"Jews are a minority too!" by Alexis King
Updated: Feb 3
When people start their academic career at Sonoma State University, there are a plethora of classes from which to choose from. The first two years are dedicated to the completion of the General Education (GE) Pattern Curriculum. One of these requirements is to complete a course in ethnic studies. According to Sonoma State the “Ethnic Studies requirement involves studying one or American ethnic minorities.” Based off this statement, Ethnic Studies courses examine the race, ethnicity and culture of particular minorities.
What really is an ethnic minority? An ethnic minority is a distinct group that coexists
with, but is subordinate to a more dominant group consisting of different national or cultural
traditions. Minority status does not need to correlate with population. Minority groups may have a population larger than the size of the dominant group. Learning about minorities does not only open eyes to prominent issues from the past and present, it also allows students to do academically better, learn to value peers, and become empowered. Sonoma State has a lot to offer including classes about specific races, genders, social classes, economic classes and religious minorities. While this may be true, there seems to be a minority missing from the list of ethnic studies courses to choose from: Jewish Studies.
The Jewish community experienced historic levels of antisemitism in 2018. Anti-
Defamation League (ADL) recorded a total of 1,879 attacks against Jews and Jewish institutions across the country in 2018. White supremacist propaganda activity surged nationwide after the shooting at the Tree of Life synagogue which is a place of worship in Pittsburgh where 11 lives were claimed. The number of incidents in 2018 was 48 percent higher than the total for 2016 and 99 percent higher than in 2015. These incidents are occurring in a variety of places, including businesses, homes, parks, cemeteries and Jewish schooling institutions. This is a clear message that society needs to be informed and attentive to counter the violence antisemitism brings. Schools are ultimately aiding the issue by avoiding antisemitism.

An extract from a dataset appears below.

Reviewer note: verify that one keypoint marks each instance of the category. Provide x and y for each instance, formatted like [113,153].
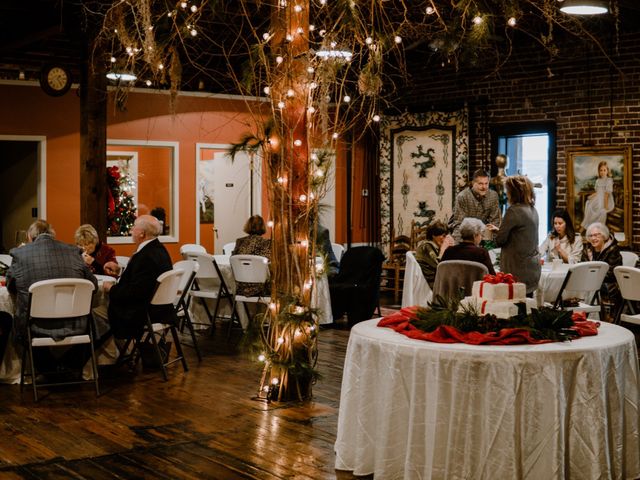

There are many Jewish Studies programs present in 8 California State Universities (CSU). All of these programs are isolated from ethnic studies departments. Faculty and students
continue to support the addition of the program into the Ethnic Studies Model Curriculum;
however resistance persists in these schools. Around the country, Jewish Studies has become
independent, especially east of the Mississippi. This raises concerns for the CSU system that
involves “continuing a fifty-year pattern of isolating Jewish Studies from other Ethnic Studies
programs”. This ignores rising antisemitism which “increases the dangers for California’s
students and faculty”, and omits any discussion of it. Jewish Studies explores the religious
thought with the association of economics and social relationships, but religion is only a small
portion of Judaism. The CSU system continues to use the limitations of the ethnic studies
program from the late 1960s; this only includes “Africana Studies, Chicano/a-Latinx Studies,
Asian and Asian American Studies, and American Indian Studies."
The CSU system needs to update the ethnic studies model to include Jewish Studies. Changes are essential to move forward in the curriculum. The current model that excludes
Jewish Studies is a program of the past. It is 2019 and 50 years have gone by with no change and no incorporation. It is becoming more dangerous to be part of this ethnic minority in today’s world of violence. As schools ignore this issue, they are avoiding their Jewish students. Sonoma State is avoiding there Jewish students. I urge Sonoma State to take action and be the leader in this movement. The CSU system needs to change. Sonoma State needs to change.